If I arrive in Stockholm in the morning or early afternoon, I plan almost instantly to make some miles towards the Arctic Circle. After catching a bus from the airport to the city centre (~£10), I will almost instantly hop onto a FlixBus to Uppsala (~£5), a university town about an hour north of Stockholm.
I’ve heard good things about Uppsala, including the many green spaces and the Cathedral in the city centre.
Based on a quick search on booking.com, it seems as if there are some cheap hostels and single rooms in the city for between £20–£40, right in my price range too!
Days 2–4: Let the fun begin.
My second day will be the day I begin hitchhiking my way north. There’s not much to plan, but if you didn’t already know — Sweden is big, especially south to north and vice versa. So despite the initial step to get to Uppsala, I won’t have dented Sweden.
As is good practice in hitchhiking, I will make an early start and get out on the road — with the aim of making it to Sundsvall. The problem I have is that if I get a lift to someplace further, I’ll likely take it!
My targets for days 3 and 4 will be:
Although I have these targets, hitchhiking is a game of luck, and you can often wait for hours and days for cars that will pick you up. Despite the short time frame I’m allowing myself, I’m willing to take public transport if I don’t get picked up.

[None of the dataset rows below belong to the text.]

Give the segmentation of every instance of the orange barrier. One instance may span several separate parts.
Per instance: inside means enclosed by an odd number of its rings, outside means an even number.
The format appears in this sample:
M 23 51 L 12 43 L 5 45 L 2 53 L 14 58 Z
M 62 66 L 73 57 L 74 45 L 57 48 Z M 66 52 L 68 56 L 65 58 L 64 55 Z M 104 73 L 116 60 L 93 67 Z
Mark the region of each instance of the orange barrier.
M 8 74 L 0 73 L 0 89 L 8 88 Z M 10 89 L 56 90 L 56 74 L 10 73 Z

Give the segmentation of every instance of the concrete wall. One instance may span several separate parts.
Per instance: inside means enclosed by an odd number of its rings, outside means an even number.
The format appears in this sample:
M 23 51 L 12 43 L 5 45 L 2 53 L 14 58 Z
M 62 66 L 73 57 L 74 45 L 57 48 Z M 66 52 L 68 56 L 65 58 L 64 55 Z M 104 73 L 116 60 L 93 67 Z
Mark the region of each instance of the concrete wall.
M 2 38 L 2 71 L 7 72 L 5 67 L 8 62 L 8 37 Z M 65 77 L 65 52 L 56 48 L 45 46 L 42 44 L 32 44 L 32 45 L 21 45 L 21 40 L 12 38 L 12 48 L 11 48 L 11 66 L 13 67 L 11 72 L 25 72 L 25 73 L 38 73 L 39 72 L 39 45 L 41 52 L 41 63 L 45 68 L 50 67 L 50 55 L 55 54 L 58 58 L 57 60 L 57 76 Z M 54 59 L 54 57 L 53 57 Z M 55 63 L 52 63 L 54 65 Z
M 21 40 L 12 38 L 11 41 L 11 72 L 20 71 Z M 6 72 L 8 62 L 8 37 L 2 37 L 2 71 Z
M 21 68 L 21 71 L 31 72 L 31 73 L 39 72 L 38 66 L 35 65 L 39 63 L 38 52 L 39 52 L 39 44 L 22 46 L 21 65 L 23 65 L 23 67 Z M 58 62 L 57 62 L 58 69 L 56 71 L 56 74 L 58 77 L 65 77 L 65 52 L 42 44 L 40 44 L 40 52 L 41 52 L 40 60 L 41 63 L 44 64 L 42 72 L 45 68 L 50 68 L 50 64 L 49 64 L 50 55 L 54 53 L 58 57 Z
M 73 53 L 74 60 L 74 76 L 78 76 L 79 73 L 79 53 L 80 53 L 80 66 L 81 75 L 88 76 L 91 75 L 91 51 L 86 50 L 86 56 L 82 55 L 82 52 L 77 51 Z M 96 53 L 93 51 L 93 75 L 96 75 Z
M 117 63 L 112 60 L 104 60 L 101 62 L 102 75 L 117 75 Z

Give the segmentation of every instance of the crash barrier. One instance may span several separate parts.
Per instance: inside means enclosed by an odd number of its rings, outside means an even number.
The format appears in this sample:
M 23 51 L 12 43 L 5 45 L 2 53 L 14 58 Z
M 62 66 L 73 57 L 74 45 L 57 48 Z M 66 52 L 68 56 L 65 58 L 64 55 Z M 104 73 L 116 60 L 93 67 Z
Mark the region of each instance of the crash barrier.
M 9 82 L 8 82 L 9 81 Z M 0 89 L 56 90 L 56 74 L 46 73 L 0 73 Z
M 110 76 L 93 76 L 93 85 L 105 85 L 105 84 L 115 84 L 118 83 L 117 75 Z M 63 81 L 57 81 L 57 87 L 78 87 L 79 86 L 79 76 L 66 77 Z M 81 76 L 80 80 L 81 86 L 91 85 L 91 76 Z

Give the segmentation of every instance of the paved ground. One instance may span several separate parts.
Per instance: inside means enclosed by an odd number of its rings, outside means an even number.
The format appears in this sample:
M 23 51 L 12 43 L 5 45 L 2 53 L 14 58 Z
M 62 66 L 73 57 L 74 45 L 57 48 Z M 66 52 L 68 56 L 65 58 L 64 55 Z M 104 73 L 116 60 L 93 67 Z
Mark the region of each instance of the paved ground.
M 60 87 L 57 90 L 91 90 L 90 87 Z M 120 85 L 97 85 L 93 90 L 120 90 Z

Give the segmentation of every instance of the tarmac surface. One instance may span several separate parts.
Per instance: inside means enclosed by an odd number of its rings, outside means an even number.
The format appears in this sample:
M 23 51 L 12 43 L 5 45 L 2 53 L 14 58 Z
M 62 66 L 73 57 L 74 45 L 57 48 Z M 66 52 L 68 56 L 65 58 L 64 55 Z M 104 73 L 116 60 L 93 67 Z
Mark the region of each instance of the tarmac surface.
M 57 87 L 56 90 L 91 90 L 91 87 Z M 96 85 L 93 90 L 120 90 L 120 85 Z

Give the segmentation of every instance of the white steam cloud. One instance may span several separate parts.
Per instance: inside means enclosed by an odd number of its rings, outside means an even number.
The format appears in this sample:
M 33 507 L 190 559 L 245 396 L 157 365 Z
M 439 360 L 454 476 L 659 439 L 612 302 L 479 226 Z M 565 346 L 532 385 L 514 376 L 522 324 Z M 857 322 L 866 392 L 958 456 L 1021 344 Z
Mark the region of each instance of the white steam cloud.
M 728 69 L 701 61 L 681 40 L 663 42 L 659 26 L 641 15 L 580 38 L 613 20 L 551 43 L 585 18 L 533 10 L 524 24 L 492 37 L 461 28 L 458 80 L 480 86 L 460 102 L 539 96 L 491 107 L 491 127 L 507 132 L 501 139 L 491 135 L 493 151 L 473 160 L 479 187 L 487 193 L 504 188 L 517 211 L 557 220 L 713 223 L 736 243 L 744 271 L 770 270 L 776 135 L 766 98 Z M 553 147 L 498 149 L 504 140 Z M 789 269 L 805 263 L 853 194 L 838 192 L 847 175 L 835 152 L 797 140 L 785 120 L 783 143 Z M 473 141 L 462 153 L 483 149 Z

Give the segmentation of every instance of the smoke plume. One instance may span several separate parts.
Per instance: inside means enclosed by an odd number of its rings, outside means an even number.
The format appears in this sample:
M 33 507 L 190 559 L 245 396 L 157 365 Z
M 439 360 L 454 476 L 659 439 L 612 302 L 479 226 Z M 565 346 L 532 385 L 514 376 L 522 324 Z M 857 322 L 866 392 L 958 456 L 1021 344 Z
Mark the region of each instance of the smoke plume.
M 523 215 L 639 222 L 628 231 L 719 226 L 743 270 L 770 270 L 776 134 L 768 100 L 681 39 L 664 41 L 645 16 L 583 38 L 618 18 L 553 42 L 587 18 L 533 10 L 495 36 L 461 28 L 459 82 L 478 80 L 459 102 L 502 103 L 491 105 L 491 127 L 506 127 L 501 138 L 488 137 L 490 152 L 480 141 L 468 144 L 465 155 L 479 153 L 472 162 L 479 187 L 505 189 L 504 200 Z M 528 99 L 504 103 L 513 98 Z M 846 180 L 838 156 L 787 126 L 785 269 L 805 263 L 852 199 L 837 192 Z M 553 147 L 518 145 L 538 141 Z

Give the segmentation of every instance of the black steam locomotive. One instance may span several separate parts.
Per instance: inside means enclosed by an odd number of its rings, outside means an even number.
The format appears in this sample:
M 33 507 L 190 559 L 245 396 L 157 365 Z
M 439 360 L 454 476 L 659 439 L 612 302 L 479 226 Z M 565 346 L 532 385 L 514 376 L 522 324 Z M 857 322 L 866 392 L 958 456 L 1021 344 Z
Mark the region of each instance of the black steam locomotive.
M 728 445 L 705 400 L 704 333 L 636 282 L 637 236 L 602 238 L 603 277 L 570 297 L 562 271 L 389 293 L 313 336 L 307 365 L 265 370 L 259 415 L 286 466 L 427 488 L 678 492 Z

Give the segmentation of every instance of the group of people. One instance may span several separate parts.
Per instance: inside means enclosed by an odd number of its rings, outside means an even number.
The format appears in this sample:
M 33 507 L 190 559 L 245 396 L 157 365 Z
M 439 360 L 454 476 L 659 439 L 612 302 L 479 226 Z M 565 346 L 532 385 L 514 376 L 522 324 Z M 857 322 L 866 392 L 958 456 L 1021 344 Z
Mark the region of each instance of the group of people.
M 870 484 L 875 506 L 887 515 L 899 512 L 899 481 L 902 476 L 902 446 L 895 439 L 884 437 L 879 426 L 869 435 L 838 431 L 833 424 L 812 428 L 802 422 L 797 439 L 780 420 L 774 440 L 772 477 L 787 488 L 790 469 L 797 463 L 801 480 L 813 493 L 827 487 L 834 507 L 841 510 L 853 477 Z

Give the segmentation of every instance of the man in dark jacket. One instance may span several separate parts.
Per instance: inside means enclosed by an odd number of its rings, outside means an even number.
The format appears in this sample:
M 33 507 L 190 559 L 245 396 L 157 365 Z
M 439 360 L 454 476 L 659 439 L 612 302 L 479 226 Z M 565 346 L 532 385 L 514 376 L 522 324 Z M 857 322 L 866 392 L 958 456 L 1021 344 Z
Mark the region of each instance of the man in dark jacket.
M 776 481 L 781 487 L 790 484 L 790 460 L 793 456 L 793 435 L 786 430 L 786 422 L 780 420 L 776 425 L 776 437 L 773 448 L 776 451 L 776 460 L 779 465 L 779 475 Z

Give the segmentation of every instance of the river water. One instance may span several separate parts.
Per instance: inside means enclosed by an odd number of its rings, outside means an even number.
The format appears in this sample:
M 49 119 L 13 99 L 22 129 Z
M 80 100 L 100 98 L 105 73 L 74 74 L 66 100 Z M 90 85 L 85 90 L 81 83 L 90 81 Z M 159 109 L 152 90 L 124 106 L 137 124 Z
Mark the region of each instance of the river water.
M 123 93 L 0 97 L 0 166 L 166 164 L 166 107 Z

Day 5–6: Relaxing in Swedish nature
I would like to spend a few days sitting by a lake in a rented caravan, reading and exploring. I’ve seen these on AirBnB and booking.com for £40/night, and they look incredible.
I want to experience the land of the midnight sun. I want to swim in an ice-cold lake! I want to see reindeer. I want to have a natural experience!
Day 7–9: Back to Stockholm
By this time I’ll need to get a move on back to Stockholm. On the way up, I will have taken the coastal road (E4); however, I’d like to go through the centre of the country a bit more on the way back. There are less big towns and cities along the E45 down the centre of the country, but taking this into account, my targets hitchhiking will be to get to:
- Sundsvall (I’ll have to come back across the country at some point!)
Stockholm is one of my favourite cities in the world, so it would be great to spend a day there before leaving, simply re-exploring.
As I mentioned earlier, hitchhiking is very uncertain. As a result of my previous lessons hitchhiking, I won’t be pre-booking accommodation. Although I have my daily targets, there’s also a possibility I could hitch a ride on the very first day up to Galivarre or Skaulo. Meaning I have more time to spend up there and more time to get back down to Stockholm.
That’s the beauty of hitchhiking. But there’s also a possibility I could get stuck in Stockholm/Uppsala on the very first day and struggle to make any progress. That too is the beauty of hitchhiking.
Anyone else tried something similar in Sweden before? Has anyone been to the above places and can recommend some things to do? My plan is mostly open!